My mind has grappled with week day exercise for quite some time. About a year ago a coworker made the comment that if you want it bad enough you will find the time. You will do it even if it means waking up early, watching one less TV show, playing one less video game or whatever you have to cut or adjust in order to make it happen. Her words stuck with me, I have been wanting to go running during my work week but I don’t want to run in the dark super early in the morning, for safety reasons. (Protective boyfriend alert) So that leaves after work running. If you’ve read my blog you know I struggle with working out after work because of the shortage of time and because it takes away from the time that I am with Jason. (Yeah, I’m a sappy one…but hey, I love him!) But on Wednesday of this week, I was driving home thinking about running. All of a sudden I realized something. I might take 20 to 30 minutes once or twice a week from my time with Jason, but it is an investment in my future with Jason. You see, if I’m healthy and fit, the odds are that I will live a more active, healthy and longer life. I am thus adding value and time to my future with him! (Deep, I know!). It just made me realize how incredibly important this weight loss journey is. Right now, I am planning on Tuesday and Thursday evenings for a run. By planning the day, I can also try to plan meals that are easy to prepare or possibly even pre-make to just pop in the oven. Wednesday night I put together a casserole that I could throw in the oven with only minimal prep work on Thursday, eliminating some time in the kitchen. And guess what? I did it. I ran Thursday night.

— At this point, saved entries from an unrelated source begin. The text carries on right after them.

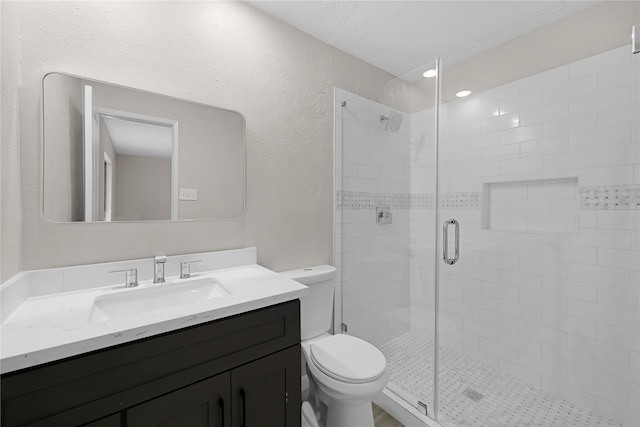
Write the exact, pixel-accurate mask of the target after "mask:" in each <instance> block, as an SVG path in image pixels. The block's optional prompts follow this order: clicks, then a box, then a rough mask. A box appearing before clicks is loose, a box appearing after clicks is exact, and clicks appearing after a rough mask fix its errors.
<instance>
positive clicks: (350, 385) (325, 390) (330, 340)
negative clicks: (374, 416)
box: [302, 334, 389, 427]
mask: <svg viewBox="0 0 640 427" xmlns="http://www.w3.org/2000/svg"><path fill="white" fill-rule="evenodd" d="M302 352H303V354H304V357H305V360H306V362H307V366H306V369H307V375H308V377H309V379H310V399H311V402H312V404H313V403H315V405H316V406H322V405H324V406H326V416H325V417H324V420H322V421H324V422H325V425H326V426H327V427H347V426H351V427H373V425H374V424H373V412H372V409H371V401H372V400H373V399H374V398H375V397H376V396H377V395H378V394H380V392H381V391H382V389H384V387H385V385H386V384H387V382H388V381H389V371H388V370H387V366H386V361H385V358H384V356H383V355H382V353H381V352H380V351H379V350H378V349H377V348H375V347H374V346H372V345H371V344H369V343H368V342H366V341H363V340H361V339H359V338H356V337H353V336H349V335H344V334H341V335H330V334H324V335H322V336H320V337H317V338H314V339H309V340H305V341H303V342H302ZM314 398H315V402H314V401H313V399H314ZM320 413H321V414H323V415H324V414H325V412H323V411H322V409H321V410H320Z"/></svg>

Yes, I talked to Jason about my revelation and he is in agreement that investing that time in my health is important. (Yeah, it still blows my mind that I found a man that not only puts up with my craziness and goofy antics but also wants a long future with me. How did I get so lucky?)
So that brings me to one last item that I hope to work into my schedule. I have been reading a blog about someone that has decided to do a 30 day challenge with yoga. (Click here for a here link to her blog) OK, in fairness she’s almost done with her 30 day challenge. But I was interested from day one. It was the time management that messed me up and kept me from trying it. But she continued to post about the benefits that she was feeling, the changes in her body and all the good stuff. I also know that yoga is really good for core strength and general strength overall…which will help greatly with biking and running. So after talking it over with Jason, to get his opinion; my plan is to start this morning...so my alarm was set for 4:45 (vibrating alarm on my watch so as to not wake him). I am actually going to do it instead of just talking talk about it!!!! (Each day of the 30 day challenge is different in length so some days I may not have to wake it up quite so early) it is time to stop wasting time in my day. It is time to stop dreaming about doing something and just do it! I would rather say I tried it and it didn’t work versus end up saying ‘if I had only....”
It really does boil down to figuring out what is most important to you. Is reaching your weight loss goals important? Or is it more important to play a few mindless games on your phone. Does being thin outweigh a few extra moments of sleep? Does the chance of a longer lifetime where we are both healthy outweigh a few stolen minutes of time with Jason? The answer is yes. The choice is ours. What is important? If I always sit and cry and whine about not having time but then find the time for other random pursuits, then I have no right to say that I don’t have time. So, I am making my choice! I’ve got this!